The public has done an excellent job identifying the state’s substantial transportation needs. In Londonderry, I heard about the need to finish Interstate 93 and develop Pettengill Road south of Manchester-Boston Regional Airport. In Hooksett, residents shared important traffic and safety concerns on major state roads going through town. In Manchester, I heard about the need to reconstruct Exits 6 and 7 on Interstate 293 and for the state to invest more in mass transit. There’s widespread concern about delays to the Route 101 widening project in Bedford. In Loudon, residents made a compelling case for safety upgrades on the Route 106 corridor and the expansion of the Bow-Concord stretch of I-93.
Statewide, there are nearly 500 red-list bridges and 5,000 miles of state roadway to repair and maintain, not to mention a backlog of important new road projects that are languishing on the shelf.
Some communities are underserved by transit, and the overall network lacks connectivity for many people and economic centers.
Transportation projects are economic generators, infusing our state with much-needed construction jobs and lasting economic, public safety and quality-of-life benefits.
The I-93 widening project, currently under way from Windham to the Massachusetts border, is the state’s most critical one.

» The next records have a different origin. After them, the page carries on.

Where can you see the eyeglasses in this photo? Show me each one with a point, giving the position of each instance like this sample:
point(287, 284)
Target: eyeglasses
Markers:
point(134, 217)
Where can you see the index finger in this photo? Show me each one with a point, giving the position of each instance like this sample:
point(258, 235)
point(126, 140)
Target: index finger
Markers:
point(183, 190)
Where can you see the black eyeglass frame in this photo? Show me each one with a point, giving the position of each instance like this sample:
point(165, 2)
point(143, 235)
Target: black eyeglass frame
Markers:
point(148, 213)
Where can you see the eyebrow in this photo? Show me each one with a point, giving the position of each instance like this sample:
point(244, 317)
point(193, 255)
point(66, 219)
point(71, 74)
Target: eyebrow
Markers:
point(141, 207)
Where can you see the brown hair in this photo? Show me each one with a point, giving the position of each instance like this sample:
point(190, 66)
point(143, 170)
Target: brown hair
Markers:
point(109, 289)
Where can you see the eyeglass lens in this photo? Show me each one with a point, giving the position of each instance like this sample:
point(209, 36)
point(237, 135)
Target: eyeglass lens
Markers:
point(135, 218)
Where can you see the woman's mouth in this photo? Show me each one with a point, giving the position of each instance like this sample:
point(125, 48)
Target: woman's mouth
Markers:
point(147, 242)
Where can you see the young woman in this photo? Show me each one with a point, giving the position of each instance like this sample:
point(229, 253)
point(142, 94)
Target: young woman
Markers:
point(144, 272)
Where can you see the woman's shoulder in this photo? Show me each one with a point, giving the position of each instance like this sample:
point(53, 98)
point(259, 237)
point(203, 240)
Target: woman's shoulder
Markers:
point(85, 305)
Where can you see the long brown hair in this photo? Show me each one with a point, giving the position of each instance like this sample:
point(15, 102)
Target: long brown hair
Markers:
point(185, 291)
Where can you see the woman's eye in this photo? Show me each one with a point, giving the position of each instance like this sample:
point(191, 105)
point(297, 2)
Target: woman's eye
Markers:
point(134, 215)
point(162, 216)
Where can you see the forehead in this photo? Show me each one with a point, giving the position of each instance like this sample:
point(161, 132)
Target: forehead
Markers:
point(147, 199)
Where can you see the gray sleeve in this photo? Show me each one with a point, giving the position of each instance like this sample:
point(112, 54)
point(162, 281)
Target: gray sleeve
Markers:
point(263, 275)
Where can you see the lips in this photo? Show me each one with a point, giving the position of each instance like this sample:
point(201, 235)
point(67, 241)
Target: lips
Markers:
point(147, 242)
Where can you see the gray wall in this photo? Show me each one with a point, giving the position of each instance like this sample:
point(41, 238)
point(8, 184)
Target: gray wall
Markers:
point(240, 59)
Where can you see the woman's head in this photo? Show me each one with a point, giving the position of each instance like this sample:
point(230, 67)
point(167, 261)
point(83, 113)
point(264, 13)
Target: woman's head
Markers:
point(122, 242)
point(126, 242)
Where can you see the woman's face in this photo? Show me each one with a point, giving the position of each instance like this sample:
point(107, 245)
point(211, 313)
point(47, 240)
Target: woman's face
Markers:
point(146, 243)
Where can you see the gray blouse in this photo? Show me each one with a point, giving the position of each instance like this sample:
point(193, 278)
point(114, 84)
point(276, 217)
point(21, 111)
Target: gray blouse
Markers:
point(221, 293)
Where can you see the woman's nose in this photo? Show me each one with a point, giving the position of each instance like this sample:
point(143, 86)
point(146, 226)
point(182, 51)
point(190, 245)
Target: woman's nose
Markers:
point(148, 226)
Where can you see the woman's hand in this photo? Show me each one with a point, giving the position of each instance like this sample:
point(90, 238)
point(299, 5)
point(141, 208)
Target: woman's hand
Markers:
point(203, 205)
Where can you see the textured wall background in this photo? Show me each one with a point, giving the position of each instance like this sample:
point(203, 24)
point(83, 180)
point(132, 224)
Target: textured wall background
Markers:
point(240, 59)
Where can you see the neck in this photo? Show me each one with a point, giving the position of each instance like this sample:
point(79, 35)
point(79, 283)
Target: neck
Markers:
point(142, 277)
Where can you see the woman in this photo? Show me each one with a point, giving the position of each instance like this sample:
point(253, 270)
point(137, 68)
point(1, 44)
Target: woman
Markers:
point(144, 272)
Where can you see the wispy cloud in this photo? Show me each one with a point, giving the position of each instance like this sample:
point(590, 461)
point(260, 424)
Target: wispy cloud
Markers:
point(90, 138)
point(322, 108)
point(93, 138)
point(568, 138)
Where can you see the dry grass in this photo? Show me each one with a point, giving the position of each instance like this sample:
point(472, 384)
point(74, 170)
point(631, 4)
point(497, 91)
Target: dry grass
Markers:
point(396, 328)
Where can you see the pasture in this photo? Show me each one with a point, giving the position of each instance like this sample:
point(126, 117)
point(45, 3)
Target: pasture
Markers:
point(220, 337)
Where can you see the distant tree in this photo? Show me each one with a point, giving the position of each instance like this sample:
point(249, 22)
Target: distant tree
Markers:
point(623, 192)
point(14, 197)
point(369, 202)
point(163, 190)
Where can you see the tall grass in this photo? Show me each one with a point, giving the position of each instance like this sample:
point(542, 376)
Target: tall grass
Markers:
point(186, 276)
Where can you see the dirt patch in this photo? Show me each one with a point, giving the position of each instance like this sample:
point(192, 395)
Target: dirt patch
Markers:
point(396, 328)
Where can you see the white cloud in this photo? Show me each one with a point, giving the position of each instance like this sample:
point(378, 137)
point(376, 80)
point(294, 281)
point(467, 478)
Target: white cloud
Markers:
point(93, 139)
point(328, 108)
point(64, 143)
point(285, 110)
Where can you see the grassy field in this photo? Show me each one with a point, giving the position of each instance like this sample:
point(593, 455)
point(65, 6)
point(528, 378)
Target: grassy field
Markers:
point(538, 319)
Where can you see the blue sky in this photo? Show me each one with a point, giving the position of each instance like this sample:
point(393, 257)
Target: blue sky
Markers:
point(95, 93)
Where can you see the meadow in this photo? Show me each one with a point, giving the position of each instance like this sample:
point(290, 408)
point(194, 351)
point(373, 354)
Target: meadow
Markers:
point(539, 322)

This artery is a lifeline for our economy, but the state is still $250 million short of completing the project. If left unfinished, an inadequate I-93 will be a detriment to New Hampshire motorists and our economic fortunes.
Finding money for new projects is particularly challenging because of years of flat federal transportation aid and the shrinking purchasing power of our state’s gas tax.
Unless something changes, we will not have the capacity to look far beyond I-93 and basic maintenance over the next decade.
Guided by metrics on condition, safety, mobility and economic impact, the council is working with the Department of Transportation to finalize a plan that prioritizes our many local, regional and statewide needs. This will have to be done within the confines of current funding realities and will be sent to the governor and Legislature for their consideration next year. At that point, it will be up to legislative leaders to have a full discussion about whether the 10-year plan is adequate in terms of its breadth and scale.
If they have listened to what the public has said at the Executive Council’s hearings and the data provided by DOT, they will know that we run the risk of shortchanging communities and our future if we do not expand the scope of this plan.
New Hampshire must develop a 21st-century, intermodal system of transportation that connects our people and our economy. Currently, we are struggling to simply patch up the one we inherited from last century. This 10-year plan should not be a catalog of projects that will never be initiated; it must be a road map for long-term success.
If the legislative and executive branches can set aside ideology and assemble a robust and responsible plan, I’m confident New Hampshire’s future as a place to live, work, and do business will be better than ever.
(Executive Councilor Chris Pappas is a Democrat from Manchester. His district includes the local communities of Allenstown, Bow, Chichester, Deerfield, Epsom, Hooksett, Loudon, Northwood, Pembroke, and Pittsfield.)